Closed chlee-tabin closed 6 years ago

chlee-tabin commented 6 years ago

In the celda-analysis vignette,

all seq options, for example seq(5:50, by = 5) should be changed to seq(5,50,by=5) to be able to have the code to be executed.

I am currently following the celda-analysis vignette, and considering cluster (HMS O2 cluster) for running pbmc_select dataset. What are the recommendations for memory requirements and cores to run? And how does the time scale with the number of cells and observations?

Thank you very much!

joshua-d-campbell commented 6 years ago

Hi @chlee-tabin, Thanks for your questions about performance. We are in the process of implementing several enhancements to improve speed and should be finalized in the next few weeks. In general, for memory you should have around 2-3 times the memory of your data matrix. The matrix can be stored as 'integer' and not 'numeric' data type as celda works directly on counts (celda converts to this internally). You can set the data type and see the size of your matrix with the commands:

typeof(matrix) = "integer" print(object.size(matrix), units="GB")

For speed, the time will increase as the number of cells and genes increase as well as with the number of cell and gene clusters you are trying to estimate (i.e. K/L parameters). I ran the 68K PBMC dataset and a single chain took about 2 hours to finish with K=15 and L=25. Increasing the number of chains in the Gibbs sampling will allow for more random initializations of cluster cell and gene cluster labels per K/L combination and thus allow for a more thorough search of the probability space (increasing the chance of finding a higher probability model fit).

Having multiple cores will allow for multiple chains to be run in parallel. It won't increase the speed of individual chains however. For example if you tried 5 combinations of K and 5 combinations of L with nchain=5, that would be a total of 5 x 5 x 5 = 125 different models to be fitted. If you had 25 cores, it would fit 25 models at the same time and decrease the total run time ~25 fold.

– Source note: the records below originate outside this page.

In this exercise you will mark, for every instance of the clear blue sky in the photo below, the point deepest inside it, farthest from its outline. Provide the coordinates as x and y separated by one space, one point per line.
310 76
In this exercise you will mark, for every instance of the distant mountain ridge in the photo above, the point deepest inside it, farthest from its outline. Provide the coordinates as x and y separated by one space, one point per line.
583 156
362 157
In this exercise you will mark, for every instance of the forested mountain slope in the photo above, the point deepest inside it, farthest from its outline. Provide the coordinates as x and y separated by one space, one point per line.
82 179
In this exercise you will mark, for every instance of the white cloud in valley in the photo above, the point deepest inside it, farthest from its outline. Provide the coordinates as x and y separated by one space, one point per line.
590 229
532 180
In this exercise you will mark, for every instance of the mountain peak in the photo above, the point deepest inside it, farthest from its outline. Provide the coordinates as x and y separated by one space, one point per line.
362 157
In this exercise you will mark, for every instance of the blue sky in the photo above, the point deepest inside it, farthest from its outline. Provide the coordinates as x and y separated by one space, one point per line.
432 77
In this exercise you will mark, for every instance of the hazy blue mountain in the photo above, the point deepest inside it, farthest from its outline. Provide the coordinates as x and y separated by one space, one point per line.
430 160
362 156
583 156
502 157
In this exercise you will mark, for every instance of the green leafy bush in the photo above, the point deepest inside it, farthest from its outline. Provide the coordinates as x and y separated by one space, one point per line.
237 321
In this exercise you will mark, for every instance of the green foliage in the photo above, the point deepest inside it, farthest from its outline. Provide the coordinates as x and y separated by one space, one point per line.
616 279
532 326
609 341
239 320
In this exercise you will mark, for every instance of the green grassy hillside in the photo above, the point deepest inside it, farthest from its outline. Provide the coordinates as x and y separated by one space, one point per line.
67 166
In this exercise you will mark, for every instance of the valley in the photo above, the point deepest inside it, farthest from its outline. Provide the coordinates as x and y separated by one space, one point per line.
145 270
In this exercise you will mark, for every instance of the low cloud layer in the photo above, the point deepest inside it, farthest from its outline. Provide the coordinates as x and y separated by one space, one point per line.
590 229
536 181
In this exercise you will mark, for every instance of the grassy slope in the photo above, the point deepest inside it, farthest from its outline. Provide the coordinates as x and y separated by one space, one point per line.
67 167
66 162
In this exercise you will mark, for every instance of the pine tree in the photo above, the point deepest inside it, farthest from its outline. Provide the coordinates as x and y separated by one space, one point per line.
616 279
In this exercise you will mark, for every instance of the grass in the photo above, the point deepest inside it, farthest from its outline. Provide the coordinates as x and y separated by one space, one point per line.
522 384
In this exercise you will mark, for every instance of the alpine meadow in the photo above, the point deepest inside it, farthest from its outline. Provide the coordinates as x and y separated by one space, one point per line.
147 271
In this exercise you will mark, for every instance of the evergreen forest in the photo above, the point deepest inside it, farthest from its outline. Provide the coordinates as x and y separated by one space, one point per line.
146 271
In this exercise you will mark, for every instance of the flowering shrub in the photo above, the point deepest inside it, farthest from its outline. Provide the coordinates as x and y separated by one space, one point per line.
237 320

chlee-tabin commented 6 years ago

Thank you very much! This is really helpful. Just one more question, typically (1) there are batches and other uninteresting variables that in other singlecell assays people regress out or (2) there are algorithms to impute the matrix, resulting in the matrix not having integers. Is there any way to put the matrix in non-integer units? Or are there other ways to incorporate (1) and/or (2) issues to celda?

joshua-d-campbell commented 6 years ago

Great questions. We are working on methods to handle confounding effects such as batch or individual, but they are not available yet. With this type of model, we don't want to regress out some effects such as number of UMIs/counts per cell as this is inherently handled in the model.

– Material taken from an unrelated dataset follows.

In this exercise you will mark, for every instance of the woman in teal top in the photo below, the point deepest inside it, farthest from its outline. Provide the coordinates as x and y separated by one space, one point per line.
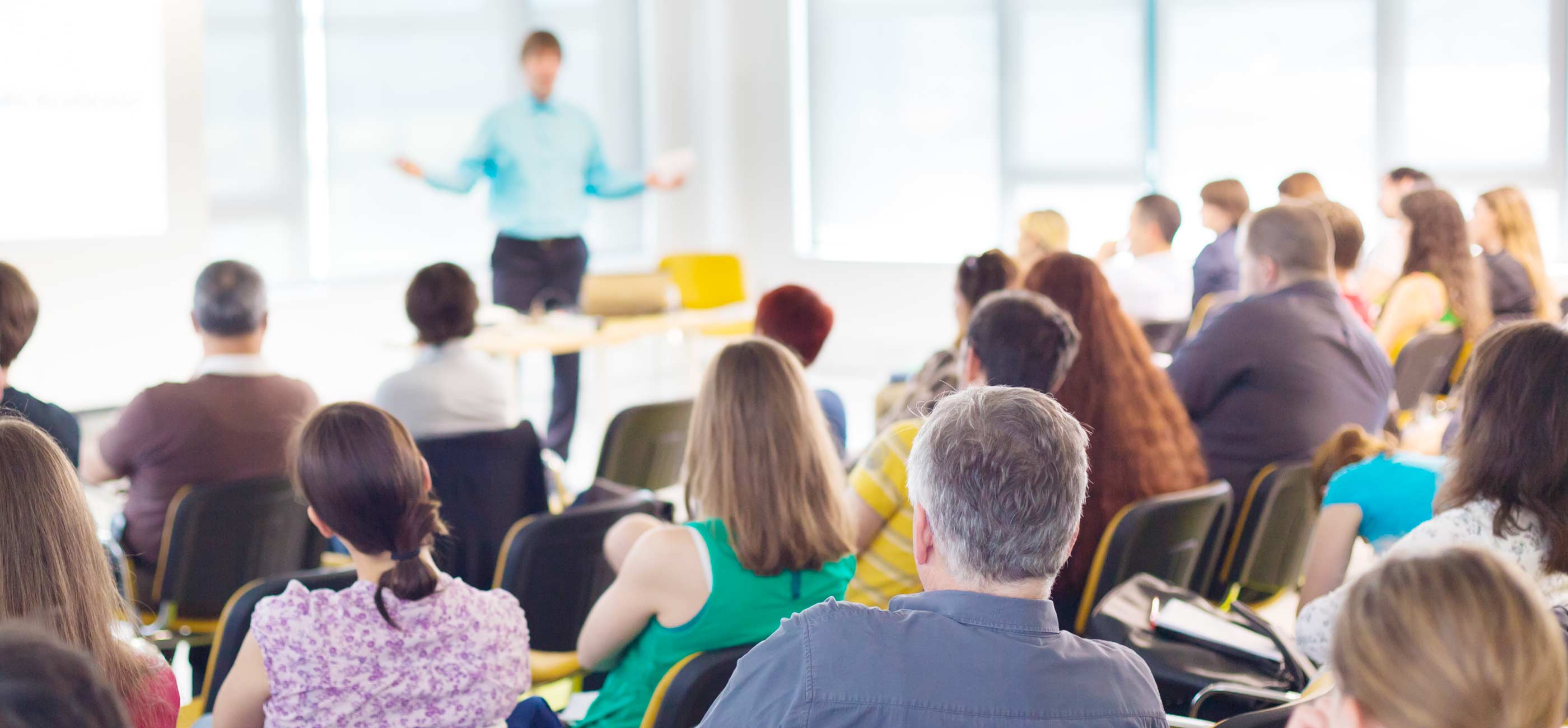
1380 498
763 473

The strength of this type of model is that is can inherently handle sparse integer data by pooling together information across cells to estimate cell populations and/or pooling together gene counts to estimate transcriptional modules. So imputation is not really recommended.

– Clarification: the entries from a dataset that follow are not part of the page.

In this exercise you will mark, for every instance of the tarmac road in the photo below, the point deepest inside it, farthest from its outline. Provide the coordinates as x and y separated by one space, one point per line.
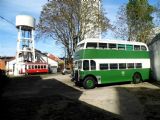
52 93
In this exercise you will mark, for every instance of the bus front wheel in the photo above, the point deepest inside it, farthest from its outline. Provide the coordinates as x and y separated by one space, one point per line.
137 78
89 83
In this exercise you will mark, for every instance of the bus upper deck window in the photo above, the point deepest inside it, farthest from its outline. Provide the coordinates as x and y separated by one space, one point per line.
129 47
112 46
103 66
102 45
81 46
122 65
79 64
29 67
143 48
35 66
136 47
42 66
86 65
113 66
91 45
93 65
121 46
32 66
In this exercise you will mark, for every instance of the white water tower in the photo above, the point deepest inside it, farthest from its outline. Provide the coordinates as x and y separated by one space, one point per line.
25 43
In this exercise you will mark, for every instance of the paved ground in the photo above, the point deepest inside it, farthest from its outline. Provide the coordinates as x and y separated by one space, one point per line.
56 97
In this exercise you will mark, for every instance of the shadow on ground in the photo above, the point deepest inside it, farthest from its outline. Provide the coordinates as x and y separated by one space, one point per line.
146 107
32 98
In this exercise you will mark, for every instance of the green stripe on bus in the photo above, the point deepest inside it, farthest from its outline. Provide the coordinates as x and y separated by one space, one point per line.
111 54
113 76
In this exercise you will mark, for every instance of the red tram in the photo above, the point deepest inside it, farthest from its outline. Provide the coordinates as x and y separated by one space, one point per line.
33 68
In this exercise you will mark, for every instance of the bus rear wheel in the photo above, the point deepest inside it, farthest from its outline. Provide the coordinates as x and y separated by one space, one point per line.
89 83
137 78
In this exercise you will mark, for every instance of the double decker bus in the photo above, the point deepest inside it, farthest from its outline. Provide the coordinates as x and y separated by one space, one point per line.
110 61
33 68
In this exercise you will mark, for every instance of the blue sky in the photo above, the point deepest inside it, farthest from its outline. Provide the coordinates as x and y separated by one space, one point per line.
8 33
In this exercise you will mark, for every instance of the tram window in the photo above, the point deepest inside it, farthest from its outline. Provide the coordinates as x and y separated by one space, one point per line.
122 65
143 48
103 66
85 65
102 45
136 47
112 46
114 66
130 65
93 65
138 65
91 45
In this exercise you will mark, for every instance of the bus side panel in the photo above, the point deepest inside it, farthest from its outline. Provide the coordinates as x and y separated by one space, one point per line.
112 76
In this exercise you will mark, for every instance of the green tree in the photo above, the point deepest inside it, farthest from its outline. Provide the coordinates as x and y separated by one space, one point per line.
139 19
67 21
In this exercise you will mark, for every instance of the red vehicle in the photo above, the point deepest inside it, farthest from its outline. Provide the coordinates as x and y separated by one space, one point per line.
32 68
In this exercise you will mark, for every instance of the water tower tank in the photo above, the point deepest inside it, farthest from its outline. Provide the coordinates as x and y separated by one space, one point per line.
25 21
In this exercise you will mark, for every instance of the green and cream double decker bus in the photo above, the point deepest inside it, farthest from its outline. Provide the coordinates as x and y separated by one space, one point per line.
110 61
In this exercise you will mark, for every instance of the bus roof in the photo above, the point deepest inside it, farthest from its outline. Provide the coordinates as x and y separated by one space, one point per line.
111 41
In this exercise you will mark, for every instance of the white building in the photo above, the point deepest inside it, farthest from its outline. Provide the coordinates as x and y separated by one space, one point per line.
40 57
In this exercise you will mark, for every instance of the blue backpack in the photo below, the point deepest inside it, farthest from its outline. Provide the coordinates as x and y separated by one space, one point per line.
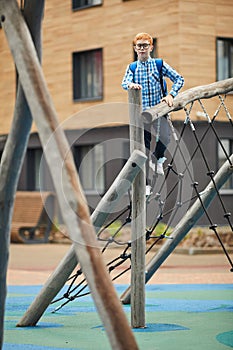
159 64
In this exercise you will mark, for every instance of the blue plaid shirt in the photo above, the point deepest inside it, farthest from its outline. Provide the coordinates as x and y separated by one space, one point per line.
146 74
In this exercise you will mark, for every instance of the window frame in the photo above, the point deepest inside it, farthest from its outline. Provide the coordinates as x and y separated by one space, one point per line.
78 158
76 75
219 163
34 181
230 63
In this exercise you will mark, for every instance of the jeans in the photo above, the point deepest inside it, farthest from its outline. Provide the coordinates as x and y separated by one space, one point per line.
159 128
161 131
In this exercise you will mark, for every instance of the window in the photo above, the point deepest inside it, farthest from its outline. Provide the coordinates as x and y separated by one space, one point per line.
154 52
33 169
87 75
79 4
224 58
89 161
228 147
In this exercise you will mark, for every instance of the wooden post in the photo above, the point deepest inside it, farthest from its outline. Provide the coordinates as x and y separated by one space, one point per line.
138 225
61 274
185 225
13 154
66 182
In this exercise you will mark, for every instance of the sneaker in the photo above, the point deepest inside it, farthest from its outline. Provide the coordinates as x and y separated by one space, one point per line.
148 190
160 162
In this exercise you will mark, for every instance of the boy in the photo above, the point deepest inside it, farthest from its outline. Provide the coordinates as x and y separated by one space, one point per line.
146 78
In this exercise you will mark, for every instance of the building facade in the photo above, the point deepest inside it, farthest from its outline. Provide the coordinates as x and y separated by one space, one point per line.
87 45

For down-stream analyses such as tSNE, PCA, trajectory analysis, etc, we recommend using the counts from the factorized matrix (i.e. fm$counts$cell.states if 'fm' is the returned object from the 'factorizeMatrix' function). This is a reduced dimensional dataset with one row per transcriptional module (which are less noisy than individual genes) and 1 column per cell. It can usually be normalized and used in the same way as the full counts matrix.